Alfie-Left, Logan-Right |
“I put all his anger down to some underlying behavioural issue.
“Even when he was saying things like, ‘I’m a girl,’ or ‘I want my willy to fall off,’ I thought it was a phase.
“I was like, ‘You’re a boy, you’re a boy, you’re a boy.’ But then I eventually stopped fighting him over it and he calmed down.”When Emma bought Logan a pair of ballet shoes his behaviour improved and she gradually bought him more girl’s clothes to wear around the house.
She recalls: “Even a small thing like getting Logan to put his pyjamas on had always been a fight. But once they were girly ones, it all changed.”
At first Emma stopped short of letting him leave the house as a girl.
She says: “But the first thing he would do at nursery is run to the dressing up box and put a Snow White dress on.”

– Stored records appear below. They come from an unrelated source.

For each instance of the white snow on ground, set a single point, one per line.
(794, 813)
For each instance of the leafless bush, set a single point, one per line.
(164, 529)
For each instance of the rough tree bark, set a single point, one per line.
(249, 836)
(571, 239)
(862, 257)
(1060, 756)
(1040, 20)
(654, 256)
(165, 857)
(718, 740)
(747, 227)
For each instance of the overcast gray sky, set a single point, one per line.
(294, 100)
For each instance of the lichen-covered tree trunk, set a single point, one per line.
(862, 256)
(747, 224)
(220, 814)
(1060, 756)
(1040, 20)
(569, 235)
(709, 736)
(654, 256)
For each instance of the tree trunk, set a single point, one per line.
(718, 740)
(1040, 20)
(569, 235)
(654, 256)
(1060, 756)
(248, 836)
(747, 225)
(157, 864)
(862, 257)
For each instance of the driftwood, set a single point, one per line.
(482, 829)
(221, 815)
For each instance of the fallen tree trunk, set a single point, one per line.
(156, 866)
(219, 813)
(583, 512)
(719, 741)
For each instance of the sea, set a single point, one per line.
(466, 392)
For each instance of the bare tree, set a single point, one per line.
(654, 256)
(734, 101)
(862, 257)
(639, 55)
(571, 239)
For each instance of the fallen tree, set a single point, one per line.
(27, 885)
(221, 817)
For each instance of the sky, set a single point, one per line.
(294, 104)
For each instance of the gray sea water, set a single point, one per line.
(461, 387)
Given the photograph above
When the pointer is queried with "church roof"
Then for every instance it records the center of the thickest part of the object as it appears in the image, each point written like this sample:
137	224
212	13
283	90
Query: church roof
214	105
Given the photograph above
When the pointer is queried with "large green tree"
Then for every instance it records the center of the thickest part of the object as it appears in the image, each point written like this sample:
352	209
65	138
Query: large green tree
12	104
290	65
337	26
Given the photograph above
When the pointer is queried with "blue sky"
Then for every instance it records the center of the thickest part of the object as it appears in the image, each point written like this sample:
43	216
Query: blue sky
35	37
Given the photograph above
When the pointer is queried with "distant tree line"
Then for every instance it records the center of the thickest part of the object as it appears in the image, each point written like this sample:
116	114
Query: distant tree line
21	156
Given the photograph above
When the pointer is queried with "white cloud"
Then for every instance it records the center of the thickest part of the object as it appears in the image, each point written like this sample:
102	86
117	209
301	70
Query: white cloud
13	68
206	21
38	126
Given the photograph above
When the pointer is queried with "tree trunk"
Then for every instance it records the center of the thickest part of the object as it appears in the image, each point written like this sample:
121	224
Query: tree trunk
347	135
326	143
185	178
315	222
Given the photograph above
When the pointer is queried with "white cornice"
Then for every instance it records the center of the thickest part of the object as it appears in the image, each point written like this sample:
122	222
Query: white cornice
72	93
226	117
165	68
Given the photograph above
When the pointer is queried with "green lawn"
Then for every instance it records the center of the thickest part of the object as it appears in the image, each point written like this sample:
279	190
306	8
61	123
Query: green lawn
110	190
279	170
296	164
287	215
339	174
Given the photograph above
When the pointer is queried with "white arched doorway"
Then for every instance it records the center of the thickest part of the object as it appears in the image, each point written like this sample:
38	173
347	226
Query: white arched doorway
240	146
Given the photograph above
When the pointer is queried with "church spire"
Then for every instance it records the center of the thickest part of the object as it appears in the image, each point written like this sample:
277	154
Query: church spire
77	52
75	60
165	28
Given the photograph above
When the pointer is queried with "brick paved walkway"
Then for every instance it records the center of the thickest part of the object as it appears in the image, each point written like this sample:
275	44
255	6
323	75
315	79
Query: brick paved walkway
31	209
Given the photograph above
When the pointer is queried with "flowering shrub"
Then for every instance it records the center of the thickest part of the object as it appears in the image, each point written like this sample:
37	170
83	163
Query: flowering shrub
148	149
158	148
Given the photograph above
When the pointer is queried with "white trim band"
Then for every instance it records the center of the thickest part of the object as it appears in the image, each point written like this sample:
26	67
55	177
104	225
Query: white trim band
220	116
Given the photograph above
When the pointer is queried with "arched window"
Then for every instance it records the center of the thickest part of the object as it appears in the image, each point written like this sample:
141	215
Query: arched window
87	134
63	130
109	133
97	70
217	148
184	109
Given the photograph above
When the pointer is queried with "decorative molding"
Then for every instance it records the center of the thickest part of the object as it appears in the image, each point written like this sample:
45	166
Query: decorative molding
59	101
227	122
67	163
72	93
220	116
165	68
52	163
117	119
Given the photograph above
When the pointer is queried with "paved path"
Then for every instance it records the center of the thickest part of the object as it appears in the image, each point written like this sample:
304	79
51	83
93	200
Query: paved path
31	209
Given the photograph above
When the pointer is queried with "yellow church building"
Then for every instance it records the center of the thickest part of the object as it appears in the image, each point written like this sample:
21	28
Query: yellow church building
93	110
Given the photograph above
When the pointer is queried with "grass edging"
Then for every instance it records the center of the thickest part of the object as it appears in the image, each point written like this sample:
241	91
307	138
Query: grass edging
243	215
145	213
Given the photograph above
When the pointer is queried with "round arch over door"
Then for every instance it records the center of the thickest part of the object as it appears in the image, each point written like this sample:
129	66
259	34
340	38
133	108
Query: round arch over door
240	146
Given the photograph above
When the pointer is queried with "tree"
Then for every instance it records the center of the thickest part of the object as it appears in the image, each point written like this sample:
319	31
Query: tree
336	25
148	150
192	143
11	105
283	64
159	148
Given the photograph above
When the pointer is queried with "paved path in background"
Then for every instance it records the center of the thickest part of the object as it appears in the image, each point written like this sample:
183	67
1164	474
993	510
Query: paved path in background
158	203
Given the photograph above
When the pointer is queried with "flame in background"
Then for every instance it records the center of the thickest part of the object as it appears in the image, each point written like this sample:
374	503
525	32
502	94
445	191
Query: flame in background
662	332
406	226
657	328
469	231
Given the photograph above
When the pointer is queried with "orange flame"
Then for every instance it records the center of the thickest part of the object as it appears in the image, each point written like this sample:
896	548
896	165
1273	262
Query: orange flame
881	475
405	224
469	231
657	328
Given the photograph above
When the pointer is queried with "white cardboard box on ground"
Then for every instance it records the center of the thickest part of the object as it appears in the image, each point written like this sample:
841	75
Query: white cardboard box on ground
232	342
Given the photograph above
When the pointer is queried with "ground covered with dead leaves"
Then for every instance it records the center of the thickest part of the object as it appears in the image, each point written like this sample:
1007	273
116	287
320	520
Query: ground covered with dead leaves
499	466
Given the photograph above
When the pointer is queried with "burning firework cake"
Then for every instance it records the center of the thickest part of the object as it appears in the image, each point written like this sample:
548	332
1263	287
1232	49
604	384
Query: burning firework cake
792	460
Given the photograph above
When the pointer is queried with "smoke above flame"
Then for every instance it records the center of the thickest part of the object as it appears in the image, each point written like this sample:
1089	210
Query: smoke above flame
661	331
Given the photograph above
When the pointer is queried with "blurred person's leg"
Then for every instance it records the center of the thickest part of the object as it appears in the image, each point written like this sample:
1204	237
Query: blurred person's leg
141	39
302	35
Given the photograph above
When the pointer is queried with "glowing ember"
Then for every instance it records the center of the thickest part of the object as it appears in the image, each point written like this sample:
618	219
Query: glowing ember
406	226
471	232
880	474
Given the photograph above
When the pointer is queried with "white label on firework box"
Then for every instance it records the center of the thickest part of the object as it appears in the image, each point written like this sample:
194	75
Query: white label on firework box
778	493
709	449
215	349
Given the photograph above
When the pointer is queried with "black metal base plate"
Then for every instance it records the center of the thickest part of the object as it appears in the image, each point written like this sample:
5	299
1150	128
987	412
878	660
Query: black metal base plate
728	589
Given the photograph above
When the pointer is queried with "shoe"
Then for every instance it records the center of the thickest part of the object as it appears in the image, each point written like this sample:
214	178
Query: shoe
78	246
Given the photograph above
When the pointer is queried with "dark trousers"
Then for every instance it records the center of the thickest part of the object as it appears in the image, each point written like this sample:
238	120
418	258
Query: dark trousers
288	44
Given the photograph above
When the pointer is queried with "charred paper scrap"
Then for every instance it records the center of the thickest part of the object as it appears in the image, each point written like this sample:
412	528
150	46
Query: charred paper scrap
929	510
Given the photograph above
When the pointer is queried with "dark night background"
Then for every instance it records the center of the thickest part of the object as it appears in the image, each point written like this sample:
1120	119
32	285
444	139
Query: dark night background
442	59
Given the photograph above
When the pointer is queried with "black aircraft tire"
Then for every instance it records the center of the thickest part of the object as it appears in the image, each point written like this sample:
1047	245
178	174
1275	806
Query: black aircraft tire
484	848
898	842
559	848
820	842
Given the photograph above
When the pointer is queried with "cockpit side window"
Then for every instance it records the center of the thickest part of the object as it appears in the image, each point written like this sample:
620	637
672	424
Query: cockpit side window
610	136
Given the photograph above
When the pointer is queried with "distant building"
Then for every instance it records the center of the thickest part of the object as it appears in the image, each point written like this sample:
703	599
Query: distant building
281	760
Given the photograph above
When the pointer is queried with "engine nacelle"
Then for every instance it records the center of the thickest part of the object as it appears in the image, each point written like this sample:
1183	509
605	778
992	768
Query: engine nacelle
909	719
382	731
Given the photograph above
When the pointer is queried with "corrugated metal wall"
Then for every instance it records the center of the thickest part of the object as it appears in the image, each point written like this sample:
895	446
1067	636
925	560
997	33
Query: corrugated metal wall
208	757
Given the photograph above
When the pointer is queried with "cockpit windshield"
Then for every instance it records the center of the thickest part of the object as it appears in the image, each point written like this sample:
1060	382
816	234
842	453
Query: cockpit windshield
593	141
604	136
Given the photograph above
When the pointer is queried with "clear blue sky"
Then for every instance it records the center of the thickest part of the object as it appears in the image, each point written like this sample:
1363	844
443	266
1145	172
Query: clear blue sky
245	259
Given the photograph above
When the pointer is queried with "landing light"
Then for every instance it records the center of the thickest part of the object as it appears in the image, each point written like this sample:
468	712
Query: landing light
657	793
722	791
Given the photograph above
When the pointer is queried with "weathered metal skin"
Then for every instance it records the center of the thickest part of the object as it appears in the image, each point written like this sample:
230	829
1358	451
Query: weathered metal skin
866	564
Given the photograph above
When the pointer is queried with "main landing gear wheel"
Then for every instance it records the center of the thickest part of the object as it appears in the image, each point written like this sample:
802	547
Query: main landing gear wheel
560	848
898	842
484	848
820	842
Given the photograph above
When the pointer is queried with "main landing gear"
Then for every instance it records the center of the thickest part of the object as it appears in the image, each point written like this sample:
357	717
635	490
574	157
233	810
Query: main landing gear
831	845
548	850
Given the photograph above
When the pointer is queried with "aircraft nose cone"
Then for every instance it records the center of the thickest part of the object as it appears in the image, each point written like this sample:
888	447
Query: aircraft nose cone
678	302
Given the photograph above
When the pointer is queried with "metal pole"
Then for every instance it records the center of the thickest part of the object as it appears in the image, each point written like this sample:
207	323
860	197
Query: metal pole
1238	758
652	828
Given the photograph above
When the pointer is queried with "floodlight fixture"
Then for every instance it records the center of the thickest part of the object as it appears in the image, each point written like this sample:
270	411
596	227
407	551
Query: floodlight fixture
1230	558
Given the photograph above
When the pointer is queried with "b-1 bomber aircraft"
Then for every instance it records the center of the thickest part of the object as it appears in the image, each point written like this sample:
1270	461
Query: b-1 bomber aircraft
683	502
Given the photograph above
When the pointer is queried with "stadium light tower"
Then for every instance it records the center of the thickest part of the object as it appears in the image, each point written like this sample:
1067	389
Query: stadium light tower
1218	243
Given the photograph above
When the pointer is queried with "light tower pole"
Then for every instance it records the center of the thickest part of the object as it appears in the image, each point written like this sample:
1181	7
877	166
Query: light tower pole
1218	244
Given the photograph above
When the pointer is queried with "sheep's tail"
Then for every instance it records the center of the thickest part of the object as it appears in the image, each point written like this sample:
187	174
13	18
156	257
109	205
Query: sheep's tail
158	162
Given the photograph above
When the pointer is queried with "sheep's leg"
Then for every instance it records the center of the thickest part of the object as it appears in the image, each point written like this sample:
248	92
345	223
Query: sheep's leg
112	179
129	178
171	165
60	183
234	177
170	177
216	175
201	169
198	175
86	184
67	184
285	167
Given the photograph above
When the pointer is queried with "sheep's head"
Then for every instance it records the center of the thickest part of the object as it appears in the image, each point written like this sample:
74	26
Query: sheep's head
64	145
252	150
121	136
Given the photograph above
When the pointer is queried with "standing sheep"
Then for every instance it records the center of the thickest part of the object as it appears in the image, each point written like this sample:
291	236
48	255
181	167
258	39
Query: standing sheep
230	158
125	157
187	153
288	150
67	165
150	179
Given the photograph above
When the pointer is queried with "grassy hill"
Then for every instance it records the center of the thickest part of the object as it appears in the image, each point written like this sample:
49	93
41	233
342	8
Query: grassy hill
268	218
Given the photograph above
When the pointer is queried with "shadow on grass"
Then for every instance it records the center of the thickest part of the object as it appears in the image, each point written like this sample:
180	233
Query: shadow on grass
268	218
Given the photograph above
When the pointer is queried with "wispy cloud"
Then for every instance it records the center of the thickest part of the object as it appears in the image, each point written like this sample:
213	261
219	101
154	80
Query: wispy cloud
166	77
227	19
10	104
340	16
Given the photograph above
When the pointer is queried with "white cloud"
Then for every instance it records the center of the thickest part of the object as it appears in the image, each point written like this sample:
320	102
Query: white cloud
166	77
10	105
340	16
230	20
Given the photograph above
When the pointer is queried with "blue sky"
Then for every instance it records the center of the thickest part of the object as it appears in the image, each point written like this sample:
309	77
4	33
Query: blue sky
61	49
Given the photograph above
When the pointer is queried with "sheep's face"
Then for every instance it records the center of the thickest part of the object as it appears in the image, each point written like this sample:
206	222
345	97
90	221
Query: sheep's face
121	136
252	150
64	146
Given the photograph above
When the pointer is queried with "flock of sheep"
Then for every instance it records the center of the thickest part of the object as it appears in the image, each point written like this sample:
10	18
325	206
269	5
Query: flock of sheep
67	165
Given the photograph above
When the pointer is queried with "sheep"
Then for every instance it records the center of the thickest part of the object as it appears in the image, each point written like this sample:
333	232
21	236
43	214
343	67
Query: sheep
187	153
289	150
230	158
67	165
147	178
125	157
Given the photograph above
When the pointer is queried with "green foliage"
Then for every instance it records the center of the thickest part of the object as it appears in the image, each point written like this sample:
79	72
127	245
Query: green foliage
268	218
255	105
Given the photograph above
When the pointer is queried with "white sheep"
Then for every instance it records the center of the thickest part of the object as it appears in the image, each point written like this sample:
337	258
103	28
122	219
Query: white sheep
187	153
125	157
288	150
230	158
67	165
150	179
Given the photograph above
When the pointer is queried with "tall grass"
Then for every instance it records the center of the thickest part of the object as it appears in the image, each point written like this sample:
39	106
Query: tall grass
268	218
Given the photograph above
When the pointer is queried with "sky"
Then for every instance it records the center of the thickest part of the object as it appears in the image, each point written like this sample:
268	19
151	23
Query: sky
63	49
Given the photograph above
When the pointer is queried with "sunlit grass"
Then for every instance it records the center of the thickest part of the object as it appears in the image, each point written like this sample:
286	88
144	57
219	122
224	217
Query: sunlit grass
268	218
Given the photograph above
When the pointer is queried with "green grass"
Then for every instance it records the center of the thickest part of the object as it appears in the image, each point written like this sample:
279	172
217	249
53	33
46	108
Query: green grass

Finally, in May last year, she relented.
“I said fine, if that’s what he wants, let’s see what happens. The first time he went out in a dress he did get funny looks. But I think I noticed them more than Logan. He just walked around proud as anything. He doesn’t care what people say or if they look at him funny.”Emma says: “They still sleep in the same bed, you can’t separate them. They are so close, but complete opposites.”
For their fourth birthday in April, Emma made Logan a Frozen dress and Alfie wore a Spider-Man costume.